# my ocar pond nearly done check out pics



## Dazt8 (Apr 10, 2009)

http://s630.photobucket.com/albums/uu25 ... mview=grid


----------



## chris350 (Jul 9, 2008)

sweet, what kind of filtration system are you using for that..... and that's inside your house?


----------



## Dazt8 (Apr 10, 2009)

its in my shed out my back garden i am using the SKIPPY FILTER check it out here so far so good with it water is spotless............. http://www.skippysstuff.com/biofiltr.htm


----------



## TheFishGuy (Apr 21, 2005)

Very cool indeed :fish: =D> :thumb:


----------



## madjecks (Jun 8, 2009)

thats pretty awesome


----------



## heylady (Oct 14, 2004)

WOW!! 

That is amazing!! How many gallons/liters do you figure it holds???


----------



## Dazt8 (Apr 10, 2009)

774 us gallons r there abouts


----------



## BlackShark11k (Feb 16, 2007)

wow, that's a very interesting pond thingie you got goin' there! 

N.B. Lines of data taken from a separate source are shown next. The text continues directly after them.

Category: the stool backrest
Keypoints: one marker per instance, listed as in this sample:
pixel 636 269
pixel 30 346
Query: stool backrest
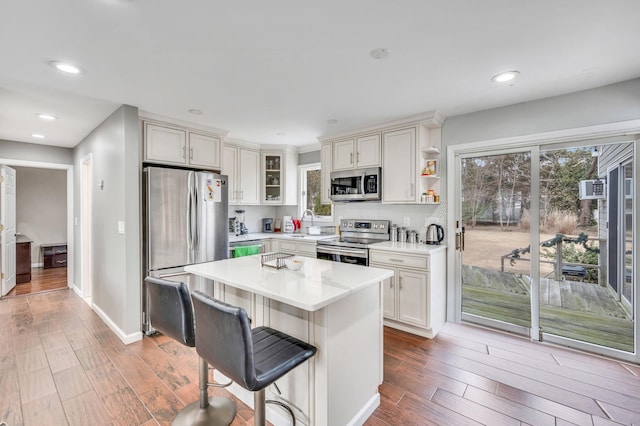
pixel 224 338
pixel 170 309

what's the stock, exactly?


----------



## Dazt8 (Apr 10, 2009)

at the moment 9 2.5 inch albino tiger long finned oscars(i am going to get rid of these and just stick to normal ones) .2 red oscars 2 inch.3 albino tiger oscars 2 inch.have ordered 5 2inch tiger oscars from local pet store hope to have next week.also ordered 8 Silver Dollars - 2 Severum 1 green 1 gold.1 green terror and 4 convicts i am also thinking about 1 blue jack Dempsy:and may be 1 Texas cichlid . i want to keep the oscars as the main fish in the pond .


----------



## Dazt8 (Apr 10, 2009)




----------



## eddy (Jan 16, 2009)

Dazt8 said:


> at the moment 9 2.5 inch albino tiger long finned oscars(i am going to get rid of these and just stick to normal ones) .2 red oscars 2 inch.3 albino tiger oscars 2 inch.have ordered 5 2inch tiger oscars from local pet store hope to have next week.also ordered 8 Silver Dollars - 2 Severum 1 green 1 gold.1 green terror and 4 convicts i am also thinking about 1 blue jack Dempsy:and may be 1 Texas cichlid . i want to keep the oscars as the main fish in the pond .


lol so eventually 8 million convicts.


----------



## Dazt8 (Apr 10, 2009)

r alot of well fed oscars
:thumb:


----------